In sum, the theory propounded by the plaintiffs (and accepted by the 9th U.S. Circuit Court of Appeals) is just too far afield for holding Twitter liable. As Twitter put it in its reply brief, the plaintiffs’ theory (and the 9th Circuit’s holding) is that:

…providers of generally available, generic services can be held responsible for terrorist attacks anywhere in the world that had no specific connection to their offerings, so long as a plaintiff alleges (a) general awareness that terrorist supporters were among the billions who used the services, (b) such use aided the organization’s broader enterprise, though not the specific attack that injured the plaintiffs, and (c) the defendant’s attempts to preclude that use could have been more effective.

Conclusion

If Section 230 immunity isn’t found to apply in Gonzalez v. Google, and the complaint in Taamneh is allowed to go forward, the most likely response of social-media companies will be to reduce the potential for liability by further restricting access to their platforms. This could mean review by some moderator or algorithm of messages or videos before they are posted to ensure that there is no terrorist content. Or it could mean review of users’ profiles before they are able to join the platform to try to ascertain their political leanings or associations with known terrorist groups. Such restrictions would entail copious false negatives, along with considerable costs to users and to open Internet speech.
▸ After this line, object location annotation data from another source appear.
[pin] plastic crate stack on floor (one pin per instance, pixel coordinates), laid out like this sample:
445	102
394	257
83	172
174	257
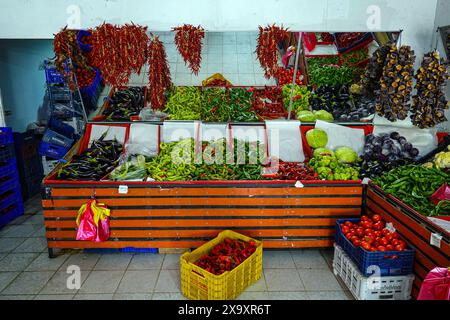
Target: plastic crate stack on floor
11	204
380	275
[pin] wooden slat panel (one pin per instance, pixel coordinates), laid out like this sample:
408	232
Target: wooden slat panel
202	223
397	218
102	192
183	244
200	233
216	212
208	202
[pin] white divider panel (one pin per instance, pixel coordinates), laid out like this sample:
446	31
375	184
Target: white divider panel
423	139
285	140
340	136
179	130
114	132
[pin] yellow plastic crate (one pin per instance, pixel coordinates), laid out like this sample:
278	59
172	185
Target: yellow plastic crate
199	284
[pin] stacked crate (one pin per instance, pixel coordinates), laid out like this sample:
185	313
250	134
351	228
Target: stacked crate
11	204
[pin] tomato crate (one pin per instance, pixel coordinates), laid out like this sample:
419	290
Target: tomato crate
199	284
387	263
373	287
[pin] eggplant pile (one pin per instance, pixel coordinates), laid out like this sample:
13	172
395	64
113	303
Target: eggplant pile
125	103
393	98
340	103
371	79
429	103
384	152
94	163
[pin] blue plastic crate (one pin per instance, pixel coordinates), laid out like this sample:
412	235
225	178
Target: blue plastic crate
82	45
5	136
53	137
52	151
8	168
9	214
10	197
8	183
139	250
390	263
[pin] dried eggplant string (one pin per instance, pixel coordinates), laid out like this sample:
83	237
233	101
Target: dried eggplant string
393	98
159	73
189	42
429	103
267	48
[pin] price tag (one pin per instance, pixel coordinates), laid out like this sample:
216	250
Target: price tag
298	184
390	227
435	239
123	189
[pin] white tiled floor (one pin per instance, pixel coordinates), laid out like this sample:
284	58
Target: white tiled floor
26	272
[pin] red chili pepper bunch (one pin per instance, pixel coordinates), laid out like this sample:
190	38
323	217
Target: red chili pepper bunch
189	42
119	51
267	48
285	76
269	102
295	171
70	59
226	256
158	73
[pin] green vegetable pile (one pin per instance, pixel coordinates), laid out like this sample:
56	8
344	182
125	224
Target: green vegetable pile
331	75
184	104
300	99
330	168
414	185
179	161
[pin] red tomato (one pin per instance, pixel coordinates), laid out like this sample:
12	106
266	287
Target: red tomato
376	218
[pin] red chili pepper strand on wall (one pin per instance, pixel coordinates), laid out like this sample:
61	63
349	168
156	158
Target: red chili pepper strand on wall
267	48
158	74
189	42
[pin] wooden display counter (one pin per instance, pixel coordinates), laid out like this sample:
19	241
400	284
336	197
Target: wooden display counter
187	214
416	229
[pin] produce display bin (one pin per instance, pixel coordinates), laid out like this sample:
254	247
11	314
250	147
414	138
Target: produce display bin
390	263
415	228
199	284
370	288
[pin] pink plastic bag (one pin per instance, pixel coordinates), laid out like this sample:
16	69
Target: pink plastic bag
93	222
87	230
436	285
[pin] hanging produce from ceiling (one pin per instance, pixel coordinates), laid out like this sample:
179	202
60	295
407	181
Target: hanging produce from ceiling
429	103
189	42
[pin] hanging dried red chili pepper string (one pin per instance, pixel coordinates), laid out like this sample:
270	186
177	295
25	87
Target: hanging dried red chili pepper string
189	42
158	73
267	48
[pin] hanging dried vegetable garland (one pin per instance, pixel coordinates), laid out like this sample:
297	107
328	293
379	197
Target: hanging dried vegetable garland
119	51
189	42
70	59
374	71
393	98
429	103
267	48
158	74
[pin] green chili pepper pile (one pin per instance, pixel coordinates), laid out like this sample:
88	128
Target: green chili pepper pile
184	104
184	161
331	75
94	163
329	168
414	185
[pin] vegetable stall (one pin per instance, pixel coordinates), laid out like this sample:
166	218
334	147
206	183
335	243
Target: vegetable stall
223	156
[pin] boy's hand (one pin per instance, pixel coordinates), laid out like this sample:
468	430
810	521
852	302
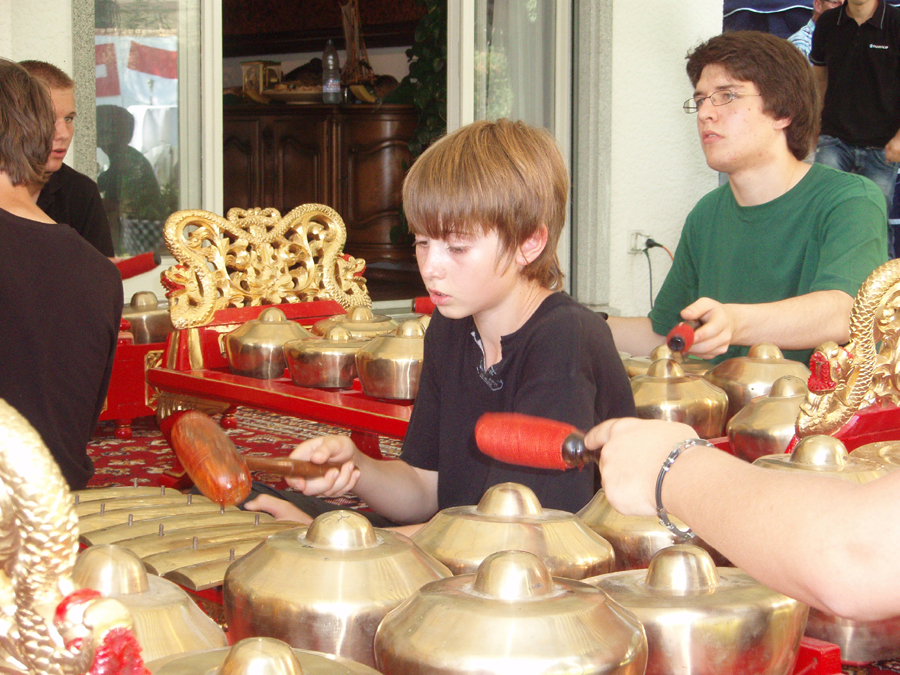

And in the end, some amount of terrorist content would still get through. If the plaintiffs’ theory leads to liability in Taamneh, it’s hard to see how the same principle wouldn’t entail liability even under these theoretical, heightened practices. Absent a focus on an intermediary defendant’s ability to control harmful content or conduct, without imposing excessive costs on legal content or conduct, the theory of liability has no viable limit.

In sum, to hold Twitter (or other social-media platforms) liable under the facts presented in Taamneh would stretch intermediary liability far beyond its sensible bounds. While Twitter may seem a good candidate for intermediary liability in theory, it should not be held liable for, in effect, simply providing its services.

Perhaps Section 230’s blanket immunity is excessive. Perhaps there is a proper standard that could impose liability on online intermediaries for user-generated content in limited circumstances properly tied to their ability to control harmful actors and the costs of doing so. But liability in the circumstances suggested by the Taamneh plaintiffs—effectively amounting to strict liability—would be an even bigger mistake in the opposite direction.